MARCO BIASIOLI

Ukrainian Popular Music in Times of War: National Identity, Transnational Projections and the Musician as Grassroots Ambassador

This paper investigates the ways in which Ukrainian independent popular music, after Russia’s full-scale invasion in February 2022, has contributed to domestic nation-building and international nation-branding. Taking as case studies six artists who have extensively toured abroad with their musical projects, the article traces the evolution of the internal imaginings and external projections of Ukrainian identity enabled via musical activity. The article shows that the war has generated a reconfiguration of the relationship between the artist and their social responsibility, in which music now functions as a fundamental means to raise transnational awareness of the Ukrainian struggle and materially influence Ukraine’s defence. This reconfiguration has prompted the performers to take on the role of the grassroots cultural ambassador and create DIY networks of solidarity, largely outside of state initiatives. While the promotion of Ukrainian identity on the international stage assumed a central role in this urgent, bottom-up and collective endeavour, notions of the country did not adhere to a standardized framework, but rather reflected Ukraine’s unity in cultural diversity.

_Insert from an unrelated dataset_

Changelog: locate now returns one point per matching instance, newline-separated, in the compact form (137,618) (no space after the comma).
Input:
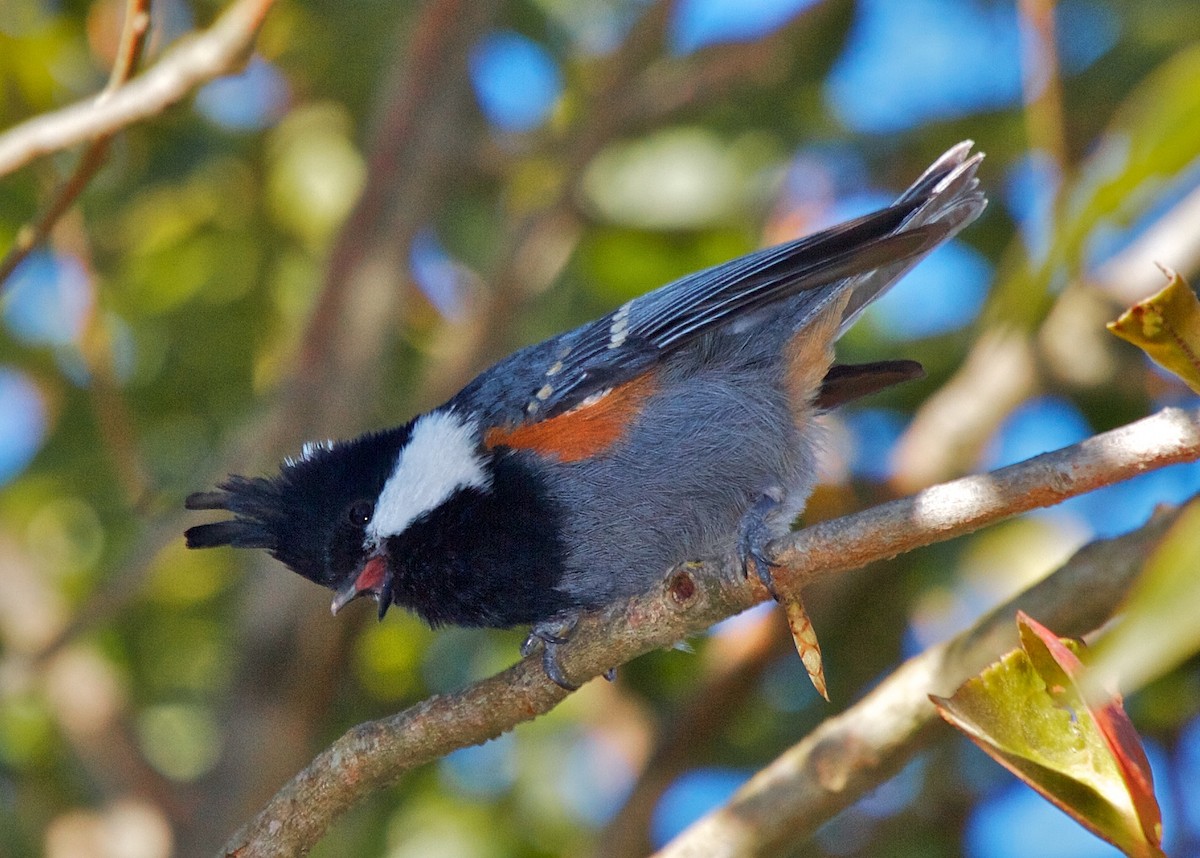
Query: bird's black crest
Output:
(295,514)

Marco Biasioli is a Lecturer in Russian and East European Studies at the University of Manchester, UK. His interests include Soviet, Russian and Ukrainian popular music, culture-power interactions, Russian literature and national identity. His recent book, Independent Music in Russia (Routledge 2025), explores the negotiation of spaces of creativity and labour conducted by independent music practitioners vis-à-vis the rising authoritarian state in Russia.